Modèle de prévision pour installations photovoltaïques

Les chercheurs luxembourgeois ont travaillé sur deux niveaux : D’une part sur le calcul de  la performance qu’une installation donnée peut produire à un moment et à un endroit donnés à partir de prévisions météo, de rayonnement et de température. Ces données ont été compilées avec les données dont disposaient les chercheurs sur les installations au Luxembourg : exposition, inclinaison, âge, modèle…

D’autre part, il s’agissait de collecter  des données d’installations de référence pour comparer les prévisions à la performance réelle. Le défi est de taille lorsque la météo est instable – surtout au Luxembourg. La petite surface du pays complique les extrapolations et augmente les fluctuations. Ainsi, un nuage imprévu joue un rôle important, d’autant plus pour des prévisions sur un laps de 15 minutes. De tels phénomènes peuvent être compensés plus facilement pour des régions plus étendues.

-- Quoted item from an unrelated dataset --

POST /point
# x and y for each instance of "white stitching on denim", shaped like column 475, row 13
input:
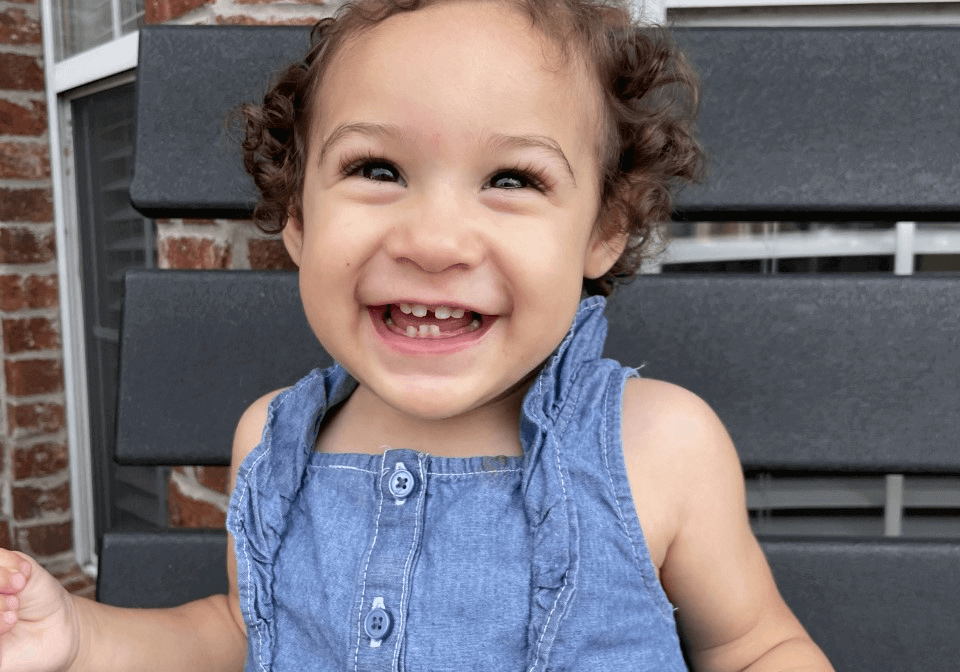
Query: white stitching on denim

C’est pour cette raison que le modèle vise à réajuster la prévision en la comparant à la performance réelle. C’est d’ailleurs cette approche qui rend le projet unique. Bien que l’approche ne soit pas encore pleinement développée, les résultats sont prometteurs. Les prévisions spécifiques pour les sites montrent de bonnes tendances par rapport aux valeurs mesurées.

A moyen terme, des prévisions précises vont jouer un rôle important pour les fournisseurs d’énergie et les gestionnaires de réseaux. L’augmentation de la part des énergies renouvelables dans les réseaux oblige les fournisseurs à les prendre davantage en compte et de compléter, le cas échéant, leur besoin en électricité sur le marché Intraday. Pour les gestionnaires de réseau, les prévisions jouent un rôle pour la stabilité du réseau : ils savent à l’avance quel type d’énergie alimentera le réseau à quel endroit.